Une mission de médiation sous tension
Kushner, gendre et conseiller du président américain, a rencontré le Premier ministre israélien Benjamin Netanyahu et d'autres hauts responsables. L'objectif était de sécuriser un accord sur la reconstruction de Gaza, en échange de la démilitarisation du territoire et de la fin des hostilités avec le Hamas. Selon un communiqué du bureau de Netanyahu, les discussions ont été « franches et approfondies », mais aucune annonce de compromis n'a été faite.

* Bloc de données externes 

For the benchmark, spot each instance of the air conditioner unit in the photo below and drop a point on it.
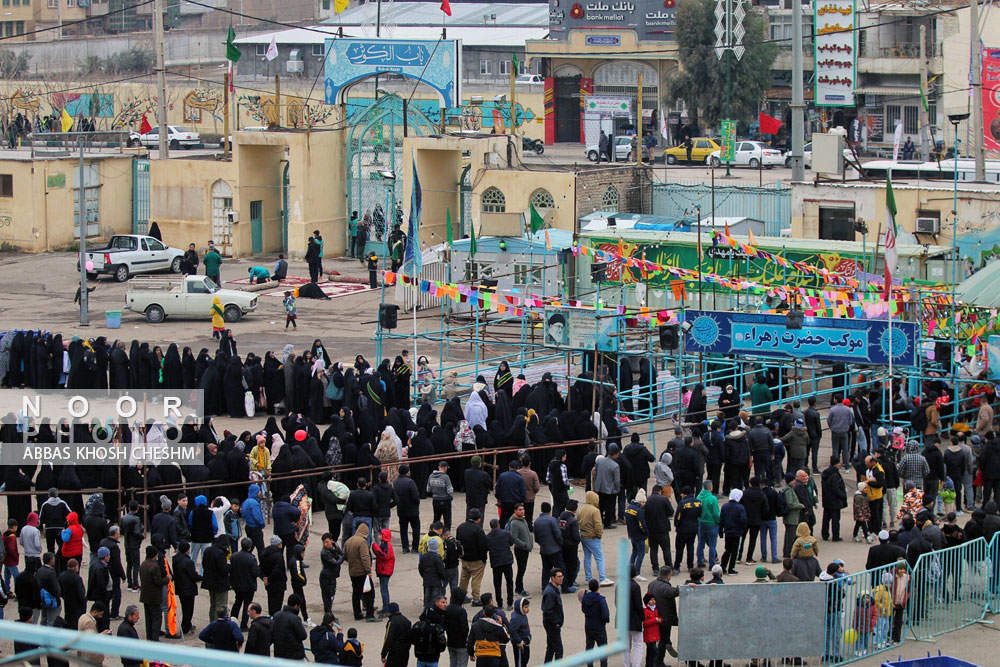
(928, 226)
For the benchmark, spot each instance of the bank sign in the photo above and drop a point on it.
(652, 20)
(823, 338)
(434, 62)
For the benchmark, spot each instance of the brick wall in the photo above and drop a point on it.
(629, 181)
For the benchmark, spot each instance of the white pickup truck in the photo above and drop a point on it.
(184, 297)
(126, 254)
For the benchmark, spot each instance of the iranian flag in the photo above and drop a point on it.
(891, 254)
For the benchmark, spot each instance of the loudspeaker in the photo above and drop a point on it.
(387, 315)
(670, 338)
(598, 272)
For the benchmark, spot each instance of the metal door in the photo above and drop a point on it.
(257, 226)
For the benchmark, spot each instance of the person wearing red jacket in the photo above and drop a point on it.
(72, 541)
(650, 628)
(385, 564)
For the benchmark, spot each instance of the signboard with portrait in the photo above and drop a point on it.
(824, 338)
(652, 20)
(835, 53)
(580, 329)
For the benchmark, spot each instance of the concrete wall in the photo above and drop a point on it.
(39, 217)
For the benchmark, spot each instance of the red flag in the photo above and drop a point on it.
(768, 125)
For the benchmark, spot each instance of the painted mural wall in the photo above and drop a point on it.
(121, 106)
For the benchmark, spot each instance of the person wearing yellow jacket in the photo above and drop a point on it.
(218, 322)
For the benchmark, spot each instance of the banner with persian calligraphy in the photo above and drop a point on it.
(824, 338)
(835, 52)
(434, 62)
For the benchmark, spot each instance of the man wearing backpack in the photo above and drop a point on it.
(131, 525)
(428, 636)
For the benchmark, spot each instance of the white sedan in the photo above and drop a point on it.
(752, 154)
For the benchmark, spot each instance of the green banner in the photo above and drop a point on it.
(728, 140)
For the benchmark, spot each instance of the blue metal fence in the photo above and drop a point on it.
(770, 203)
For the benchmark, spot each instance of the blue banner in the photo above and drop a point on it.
(434, 62)
(824, 338)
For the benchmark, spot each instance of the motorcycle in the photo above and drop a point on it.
(535, 145)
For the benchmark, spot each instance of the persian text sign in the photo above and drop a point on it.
(857, 341)
(436, 63)
(835, 53)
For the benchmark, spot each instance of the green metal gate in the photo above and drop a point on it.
(375, 163)
(140, 195)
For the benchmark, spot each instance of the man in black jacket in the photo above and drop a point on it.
(259, 636)
(834, 499)
(473, 540)
(814, 429)
(407, 507)
(243, 576)
(74, 595)
(274, 574)
(99, 586)
(396, 647)
(215, 578)
(456, 625)
(115, 570)
(186, 580)
(659, 510)
(478, 485)
(127, 629)
(552, 616)
(331, 557)
(288, 632)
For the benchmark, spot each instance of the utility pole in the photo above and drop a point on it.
(976, 142)
(798, 98)
(161, 79)
(925, 122)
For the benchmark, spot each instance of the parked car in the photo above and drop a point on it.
(177, 137)
(623, 150)
(185, 297)
(126, 254)
(752, 154)
(525, 79)
(701, 149)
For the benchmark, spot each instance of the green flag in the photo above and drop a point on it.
(537, 221)
(232, 52)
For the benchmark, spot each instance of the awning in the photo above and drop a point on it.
(982, 288)
(888, 91)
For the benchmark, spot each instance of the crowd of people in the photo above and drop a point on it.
(67, 557)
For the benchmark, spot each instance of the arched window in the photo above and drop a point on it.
(609, 200)
(493, 201)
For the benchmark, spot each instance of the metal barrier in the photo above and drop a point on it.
(950, 589)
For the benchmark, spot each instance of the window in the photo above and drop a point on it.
(493, 201)
(911, 122)
(543, 200)
(836, 223)
(528, 275)
(609, 200)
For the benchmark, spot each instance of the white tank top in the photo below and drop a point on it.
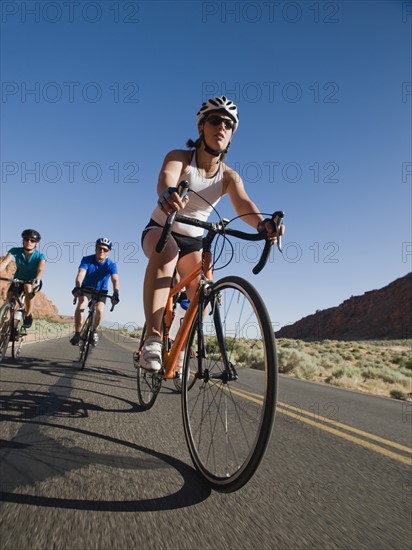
(210, 189)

Le plan Trump, dévoilé en janvier 2026, prévoit un investissement de 50 milliards de dollars sur dix ans pour transformer Gaza en un hub économique, sous condition de paix et de reconnaissance d'Israël. Les autorités israéliennes, bien que favorables à la dimension économique, insistent sur le maintien d'un contrôle sécuritaire strict, ce que les Palestiniens rejettent.

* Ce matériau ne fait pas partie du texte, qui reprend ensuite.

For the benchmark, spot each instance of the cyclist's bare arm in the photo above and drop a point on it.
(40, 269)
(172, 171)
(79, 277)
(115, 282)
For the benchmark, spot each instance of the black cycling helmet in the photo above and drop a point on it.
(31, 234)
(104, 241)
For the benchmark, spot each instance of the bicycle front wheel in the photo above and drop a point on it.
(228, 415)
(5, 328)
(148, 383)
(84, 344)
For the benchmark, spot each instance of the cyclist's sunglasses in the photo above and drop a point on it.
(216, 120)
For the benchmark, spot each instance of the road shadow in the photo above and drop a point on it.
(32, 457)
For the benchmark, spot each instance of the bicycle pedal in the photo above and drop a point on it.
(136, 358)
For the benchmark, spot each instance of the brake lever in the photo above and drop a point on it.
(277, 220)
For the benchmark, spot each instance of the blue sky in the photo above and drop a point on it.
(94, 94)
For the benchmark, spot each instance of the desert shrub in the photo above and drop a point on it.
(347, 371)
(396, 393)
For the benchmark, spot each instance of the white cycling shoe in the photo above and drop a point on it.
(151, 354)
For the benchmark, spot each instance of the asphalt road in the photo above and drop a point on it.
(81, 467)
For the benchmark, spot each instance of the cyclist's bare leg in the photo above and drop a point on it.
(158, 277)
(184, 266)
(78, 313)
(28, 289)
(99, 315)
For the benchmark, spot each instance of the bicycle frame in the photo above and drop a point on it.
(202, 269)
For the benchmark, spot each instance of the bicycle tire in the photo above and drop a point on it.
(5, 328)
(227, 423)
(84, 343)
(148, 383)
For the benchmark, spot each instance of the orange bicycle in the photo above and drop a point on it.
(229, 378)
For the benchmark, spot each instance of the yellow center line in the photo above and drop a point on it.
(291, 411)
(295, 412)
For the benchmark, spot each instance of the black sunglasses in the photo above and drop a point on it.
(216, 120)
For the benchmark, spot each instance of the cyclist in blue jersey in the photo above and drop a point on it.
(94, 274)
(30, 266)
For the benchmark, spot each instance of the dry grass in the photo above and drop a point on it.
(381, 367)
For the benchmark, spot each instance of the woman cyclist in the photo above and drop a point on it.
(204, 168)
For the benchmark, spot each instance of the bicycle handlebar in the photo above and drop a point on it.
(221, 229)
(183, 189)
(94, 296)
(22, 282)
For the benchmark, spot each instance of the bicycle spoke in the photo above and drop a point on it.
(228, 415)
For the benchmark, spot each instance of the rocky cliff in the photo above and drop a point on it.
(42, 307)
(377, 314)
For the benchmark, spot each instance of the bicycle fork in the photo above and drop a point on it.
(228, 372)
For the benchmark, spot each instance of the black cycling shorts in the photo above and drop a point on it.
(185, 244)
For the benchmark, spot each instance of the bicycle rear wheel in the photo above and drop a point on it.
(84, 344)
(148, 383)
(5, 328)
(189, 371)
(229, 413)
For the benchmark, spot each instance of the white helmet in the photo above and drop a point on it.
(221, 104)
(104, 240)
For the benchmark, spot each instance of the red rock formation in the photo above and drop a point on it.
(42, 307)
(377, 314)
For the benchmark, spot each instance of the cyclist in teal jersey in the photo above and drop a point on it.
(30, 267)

Des garanties israéliennes manquantes
Selon le quotidien israélien Haaretz, Kushner a demandé à Israël de lever partiellement le blocus de Gaza et d'autoriser l'entrée de matériaux de construction, mais n'a obtenu que des promesses vagues. Un responsable israélien, cité sous couvert d'anonymat, a déclaré : « Nous ne pouvons pas accepter un affaiblissement de notre sécurité sans une démilitarisation complète et vérifiable. »
De son côté, le Hamas, qui contrôle Gaza depuis 2007, a rejeté toute condition préalable à la reconstruction. Dans un communiqué, le mouvement islamiste a qualifié le plan de « tentative de liquidation de la cause palestinienne » et a réaffirmé son refus de désarmer.
Un processus enlisé
La visite de Kushner s'inscrit dans une série de tentatives américaines pour relancer les négociations, après l'échec des pourparlers de mars 2026 à Charm el-Cheikh. Les États-Unis cherchent à impliquer l'Arabie saoudite, l'Égypte et les Émirats arabes unis dans le financement de la reconstruction, mais ces pays conditionnent leur participation à des avancées politiques tangibles.

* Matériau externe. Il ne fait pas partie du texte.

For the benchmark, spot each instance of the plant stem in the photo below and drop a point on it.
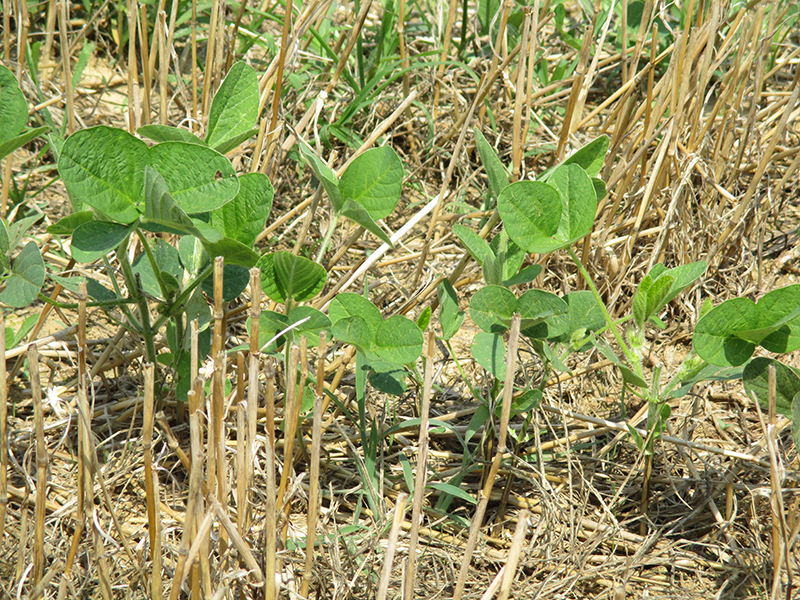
(327, 239)
(153, 264)
(134, 284)
(177, 305)
(98, 303)
(611, 324)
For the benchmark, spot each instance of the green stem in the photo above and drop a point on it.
(611, 324)
(74, 305)
(177, 305)
(134, 285)
(327, 239)
(153, 264)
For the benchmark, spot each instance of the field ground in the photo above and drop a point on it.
(702, 165)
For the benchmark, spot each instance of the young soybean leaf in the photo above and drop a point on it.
(510, 256)
(543, 314)
(8, 147)
(492, 307)
(234, 281)
(796, 420)
(527, 275)
(398, 340)
(26, 279)
(13, 108)
(166, 133)
(95, 239)
(590, 158)
(424, 318)
(234, 253)
(450, 318)
(356, 212)
(357, 332)
(103, 167)
(374, 180)
(325, 175)
(285, 276)
(349, 305)
(316, 322)
(199, 179)
(531, 213)
(234, 108)
(489, 352)
(495, 169)
(67, 225)
(478, 248)
(388, 378)
(161, 214)
(243, 218)
(579, 202)
(787, 383)
(728, 334)
(167, 261)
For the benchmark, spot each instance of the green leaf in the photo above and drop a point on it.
(234, 109)
(168, 262)
(235, 141)
(388, 378)
(317, 323)
(325, 175)
(787, 383)
(583, 313)
(509, 255)
(193, 255)
(489, 352)
(356, 212)
(591, 157)
(234, 281)
(244, 217)
(531, 213)
(495, 169)
(728, 334)
(477, 247)
(18, 229)
(796, 420)
(450, 318)
(270, 323)
(660, 286)
(349, 305)
(104, 168)
(166, 133)
(285, 276)
(95, 239)
(67, 225)
(355, 331)
(161, 214)
(14, 338)
(579, 202)
(13, 107)
(198, 178)
(424, 318)
(491, 308)
(26, 279)
(8, 147)
(543, 314)
(398, 340)
(526, 401)
(234, 253)
(374, 180)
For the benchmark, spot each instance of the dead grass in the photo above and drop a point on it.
(703, 165)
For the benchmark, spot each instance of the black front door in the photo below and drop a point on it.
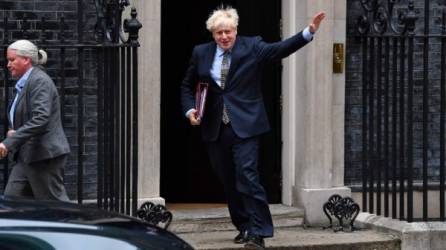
(186, 174)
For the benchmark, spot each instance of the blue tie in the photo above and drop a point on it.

Selon un diplomate occidental basé à Jérusalem, « Kushner repart sans garanties, ce qui réduit les chances d'un accord rapide. La fenêtre d'opportunité se referme. »
Le plan Trump, qui prévoit la création d'un État palestinien démilitarisé et la reconnaissance d'Israël comme « État juif », reste rejeté par l'Autorité palestinienne et le Hamas. Les prochaines étapes pourraient inclure une visite de Kushner à Ramallah, mais aucune date n'a été confirmée.